Log4Shell: The Log4J security vulnerability
On Friday 10th December 2021 (UK time), the news broke that there was a new serious security vulnerability which was affecting potentially millions if not billions of devices. This security vulnerability was released to the public and is based around the Java library Log4J. The security vulnerability, like all new vulnerabilities these days has a catchy name of Log4Shell. The associated CVE number has also been assigned – CVE-2021-4428.
So, what makes this latest security vulnerability so dangerous to businesses and making IT and security teams around the world panic and check all their systems? To understand this, we need to know a bit more about the Java library that’s affected.
What is Log4J?
This allows applications and developers to record actions of what has been provided for helping to troubleshoot any actions.
The Log4Shell vulnerability
Now that we know what the Log4J library is and what it is used for, how is it used as a security vulnerability? And what does the vulnerability do?
The flaw within the Log4J library was found by the security team at Alibaba, the security team found that depending upon what is passed to the application and logged via Log4J, you can trick the logging to record events and possibly force requests to external systems, which should not be allowed.
This can happen as Log4J can utilise variables for processing data. Variables are bits of code which can store temporary values for processing later, for example storing the date/time of an action and then recorded shortly after, so that the details are correct.
The problem here is, that way back in 2013, there was a feature added to the library which allowed additional functionality for use with LDAP. LDAP is basically a way for someone to obtain information about a system or query if the information is provided correctly.
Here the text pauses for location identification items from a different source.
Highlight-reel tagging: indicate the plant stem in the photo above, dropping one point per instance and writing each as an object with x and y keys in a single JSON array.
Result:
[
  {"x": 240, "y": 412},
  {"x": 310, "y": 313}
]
The Log4Shell vulnerability takes advantage of this LDAP feature and if someone logs some requests to the application in a specially crafted manor, the Log4J library will log the information as its meant to but will then also fire off a LDAP call/query to an external system, allowing a malicious attacker to potentially gain access remotely.
Why is it so serious?
It’s so serious as it’s the main logging tool for any Java related application, the more people who use the library, which is vulnerable, the more chances of compromise. However, the problem lies in that it may not be solely your web application or application that is affected, it may be used in a subcomponent, or some other feature that you are not in control of. So this ends up with you needing to ensure that your entire environment is completely patched and up to date, which means ensuring that your providers are up to date and that you have a good audit log.
Not only this, but automated bots are now going around the internet looking for vulnerable systems, which will information malicious actors and allow them to possibly get inside your systems.
What should I do?
There are a few things you can do, to ensure you are protected. Firstly, you should ensure that you keep an eye out on your suppliers security/support pages, and check for updates over the coming weeks.
You should also look at doing the following, if you use Java within your environment.
- Ensure that you patch/update Log4J in all your code, if you use it, to the latest version.
- Block the statements “$(jndi:ldap://” in your Web Application Firewall
- Disable Log4J (or replace with something else)
- Disable JNDI lookups by setting the system property ‘log4j2.formatMsgNoLookups’ to True
- Disable remote codebases
More information will come as time goes on and people understand the issue more.